October 15th, 2020
“Tick, tock, tick, tock,” the daily sound of nothing happening in the office. All I can hear every passing day in the office is the sound of the old analog clock perched on the top of the windowed wall and the air conditioning as it turns on and off. This week has been so tick tock and air flow quiet. Not only has it been uneventful it has been dreary. Life has felt like a single song stuck on loop, repeating every time it is over. That is how my days have felt, on repeat: wake, work, smoke, workout, eat, repeat.
Not that my life has turned boring, but that is it, I am living LIFE. Life is not always exciting. I get to wake up to a charming, handsome young man lying next to me every day. I get to have a job that pays me well and I get paid to practically do nothing all day. I have a family that loves me. I live with friends that enjoy my cooking and I get to come home to and wind down with after a long day. Life is just life. I am not upset with the lack of anything happening, but it is just feeling like a drag because of it.
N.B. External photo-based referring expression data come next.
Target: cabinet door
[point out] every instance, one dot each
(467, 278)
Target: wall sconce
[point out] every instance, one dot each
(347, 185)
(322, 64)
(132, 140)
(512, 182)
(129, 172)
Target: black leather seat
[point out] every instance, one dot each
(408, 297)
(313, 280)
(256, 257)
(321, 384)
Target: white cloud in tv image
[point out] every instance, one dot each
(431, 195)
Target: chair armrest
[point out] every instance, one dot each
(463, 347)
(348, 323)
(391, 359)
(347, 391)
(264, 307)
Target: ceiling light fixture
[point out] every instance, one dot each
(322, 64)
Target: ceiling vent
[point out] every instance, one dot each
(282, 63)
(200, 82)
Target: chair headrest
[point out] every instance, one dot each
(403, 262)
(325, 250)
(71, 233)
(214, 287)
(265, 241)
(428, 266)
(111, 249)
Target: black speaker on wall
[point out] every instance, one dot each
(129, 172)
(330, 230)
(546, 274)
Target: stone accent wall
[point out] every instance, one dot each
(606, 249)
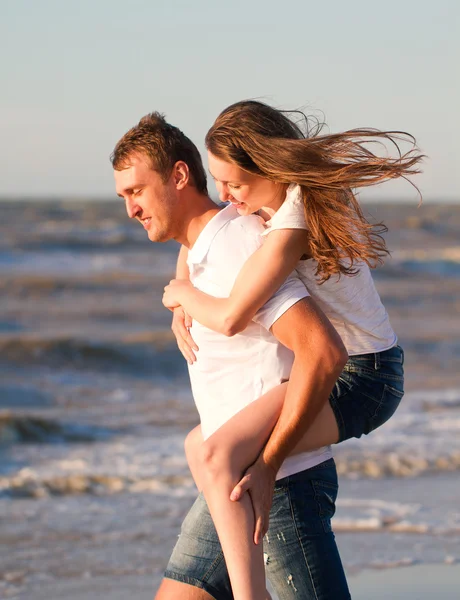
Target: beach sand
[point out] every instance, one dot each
(419, 582)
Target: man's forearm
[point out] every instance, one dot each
(309, 387)
(319, 359)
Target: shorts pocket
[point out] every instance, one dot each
(325, 497)
(390, 401)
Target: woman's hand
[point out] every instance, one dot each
(180, 327)
(259, 480)
(173, 292)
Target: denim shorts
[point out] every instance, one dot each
(368, 392)
(302, 561)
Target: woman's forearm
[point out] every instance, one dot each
(182, 271)
(214, 313)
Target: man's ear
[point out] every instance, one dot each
(181, 174)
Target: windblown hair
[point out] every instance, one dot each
(271, 143)
(164, 145)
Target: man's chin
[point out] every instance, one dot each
(158, 236)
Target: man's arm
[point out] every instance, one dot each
(319, 359)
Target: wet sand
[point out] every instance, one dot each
(420, 582)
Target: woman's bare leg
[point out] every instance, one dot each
(192, 446)
(218, 464)
(223, 458)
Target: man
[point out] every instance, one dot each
(159, 174)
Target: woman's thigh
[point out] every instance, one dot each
(301, 556)
(239, 441)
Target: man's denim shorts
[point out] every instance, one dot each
(301, 556)
(368, 392)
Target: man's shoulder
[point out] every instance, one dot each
(250, 225)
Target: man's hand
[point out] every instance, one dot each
(259, 480)
(180, 327)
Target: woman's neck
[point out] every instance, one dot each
(267, 211)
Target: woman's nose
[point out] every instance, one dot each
(224, 193)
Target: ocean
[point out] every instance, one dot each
(95, 401)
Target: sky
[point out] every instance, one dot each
(75, 75)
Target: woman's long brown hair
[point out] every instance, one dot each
(267, 142)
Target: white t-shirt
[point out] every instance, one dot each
(232, 372)
(351, 303)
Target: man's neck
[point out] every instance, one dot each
(198, 210)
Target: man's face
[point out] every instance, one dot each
(148, 199)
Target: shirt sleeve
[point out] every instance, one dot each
(291, 292)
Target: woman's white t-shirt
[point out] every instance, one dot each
(351, 303)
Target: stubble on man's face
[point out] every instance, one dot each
(148, 199)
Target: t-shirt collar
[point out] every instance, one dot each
(201, 247)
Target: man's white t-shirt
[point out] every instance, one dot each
(232, 372)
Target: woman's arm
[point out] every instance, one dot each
(262, 274)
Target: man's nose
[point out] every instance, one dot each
(132, 208)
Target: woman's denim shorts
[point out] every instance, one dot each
(368, 392)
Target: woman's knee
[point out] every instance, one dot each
(192, 444)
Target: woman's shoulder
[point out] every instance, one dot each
(291, 214)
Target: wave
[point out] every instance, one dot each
(144, 353)
(30, 429)
(26, 485)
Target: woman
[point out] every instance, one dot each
(302, 187)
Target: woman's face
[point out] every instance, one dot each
(248, 193)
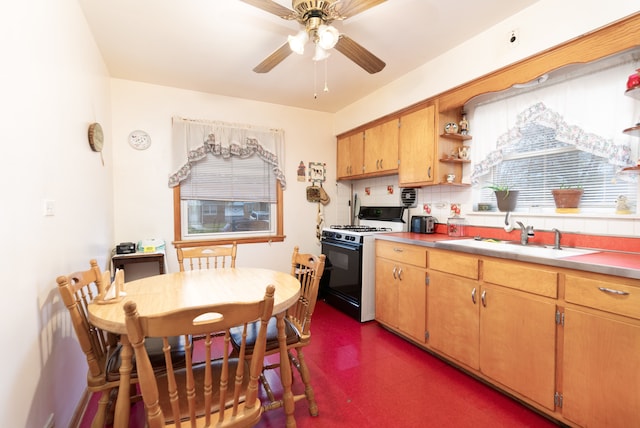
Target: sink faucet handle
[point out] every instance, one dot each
(556, 241)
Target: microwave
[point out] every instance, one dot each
(423, 224)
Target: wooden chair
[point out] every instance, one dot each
(101, 349)
(77, 291)
(215, 392)
(308, 269)
(211, 257)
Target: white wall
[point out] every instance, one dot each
(53, 84)
(142, 200)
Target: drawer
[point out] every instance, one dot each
(606, 295)
(454, 263)
(519, 276)
(408, 254)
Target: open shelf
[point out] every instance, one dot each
(633, 92)
(634, 130)
(454, 160)
(460, 137)
(446, 183)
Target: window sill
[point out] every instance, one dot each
(225, 241)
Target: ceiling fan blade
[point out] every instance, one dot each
(273, 7)
(356, 53)
(274, 59)
(348, 8)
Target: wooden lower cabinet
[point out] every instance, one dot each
(601, 371)
(401, 290)
(506, 334)
(454, 317)
(518, 342)
(566, 342)
(601, 351)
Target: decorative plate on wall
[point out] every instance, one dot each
(139, 140)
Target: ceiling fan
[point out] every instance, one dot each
(317, 16)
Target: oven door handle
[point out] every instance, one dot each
(339, 245)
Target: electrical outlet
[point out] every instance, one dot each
(50, 423)
(513, 38)
(49, 207)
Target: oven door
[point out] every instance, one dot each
(342, 277)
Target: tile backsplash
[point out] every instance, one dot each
(437, 200)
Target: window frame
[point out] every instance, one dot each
(178, 242)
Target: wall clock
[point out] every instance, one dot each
(139, 140)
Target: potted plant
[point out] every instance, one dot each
(567, 198)
(506, 198)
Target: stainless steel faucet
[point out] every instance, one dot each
(556, 241)
(526, 232)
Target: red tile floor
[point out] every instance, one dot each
(364, 376)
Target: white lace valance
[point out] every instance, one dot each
(193, 140)
(616, 154)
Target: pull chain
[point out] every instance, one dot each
(326, 86)
(315, 80)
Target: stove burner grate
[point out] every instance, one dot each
(356, 228)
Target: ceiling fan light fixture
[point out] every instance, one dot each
(327, 36)
(297, 42)
(320, 53)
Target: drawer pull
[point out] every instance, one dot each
(612, 291)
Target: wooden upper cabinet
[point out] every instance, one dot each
(381, 148)
(350, 156)
(417, 147)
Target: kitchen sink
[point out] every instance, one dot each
(515, 247)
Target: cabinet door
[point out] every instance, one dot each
(518, 342)
(412, 301)
(417, 147)
(386, 292)
(381, 148)
(601, 371)
(453, 317)
(350, 151)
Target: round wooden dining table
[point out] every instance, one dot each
(165, 293)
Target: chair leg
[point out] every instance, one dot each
(301, 365)
(101, 413)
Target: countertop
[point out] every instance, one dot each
(608, 262)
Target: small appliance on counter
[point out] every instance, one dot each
(423, 224)
(126, 248)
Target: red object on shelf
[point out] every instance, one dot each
(634, 80)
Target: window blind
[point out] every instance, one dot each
(230, 179)
(539, 163)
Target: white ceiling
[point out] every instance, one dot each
(213, 45)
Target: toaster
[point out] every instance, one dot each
(423, 224)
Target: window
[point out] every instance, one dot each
(566, 131)
(538, 162)
(230, 188)
(228, 198)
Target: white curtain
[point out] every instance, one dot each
(589, 111)
(193, 140)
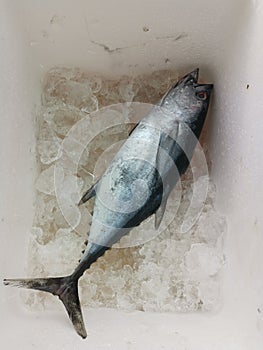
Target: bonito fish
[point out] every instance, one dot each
(136, 184)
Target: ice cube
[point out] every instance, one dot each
(45, 181)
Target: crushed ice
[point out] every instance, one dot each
(175, 271)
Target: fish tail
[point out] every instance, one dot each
(66, 288)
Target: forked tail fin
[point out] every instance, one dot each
(66, 288)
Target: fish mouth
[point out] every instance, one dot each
(191, 77)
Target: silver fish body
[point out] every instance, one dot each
(137, 182)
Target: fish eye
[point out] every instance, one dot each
(201, 95)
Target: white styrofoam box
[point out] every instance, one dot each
(223, 38)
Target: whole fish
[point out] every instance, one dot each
(136, 184)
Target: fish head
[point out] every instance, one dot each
(188, 99)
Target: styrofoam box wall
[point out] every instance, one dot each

Every day feels the same and I have started to sort of feel that sluggish, slowed down, unmotivated feeling that goes along with it.
The struggle to get up early this morning and workout has been like no other week. I have lied awake in bed contemplating whether to get up and go workout or not every morning. This Thursday morning was the first morning I was able to get my butt off the bed and at least get a bike in early in the morning. I mean, I should not be so hard on myself as I worked out twice this week already, but after work, which is not always the best workout as I am tired by that time. Yes, you may think to yourself ‘how does she even get home tired when she said she does next to nothing at work?’ well, doing nothing all day is exhausting!
The mental drain that happens while I sit here in front of the computer and get my daily tasks done or answer phone calls is real. Not only does it take a lot more effort to be bored, it also takes a lot more thinking. All this time to myself when I complete all my tasks gives me SO much time to think. We all think to ourselves on our down time, but sometimes having too much time to think is not a good think. That is the problem I am currently facing. I have so much down time I could literally have written a novel by now. Instead, I read, surf the web, online shop, or spend time on my social media accounts. I try to do the most productive things while at work like reading and writing (hence the blog), but sometimes it is just impossible, and I end up spending half the day looking at coats online.
Can you begin to understand why my days feel long and dreary? I am twenty-five years old and I feel like I am stuck in this place forever. This cannot possibly be what my life is going to be for the next year or so? Am I not the one who wanted to move and start fresh? This job is new, but it is so mentally draining being alone 40 hours, five days a week. I am left with the question of what my next step should be, without really knowing how to answer that myself. Where do I belong in this social construct we have created for ourselves? How can I escape a ‘settling’ life as opposed to breaking the chain and achieving the greatness I know I was born for?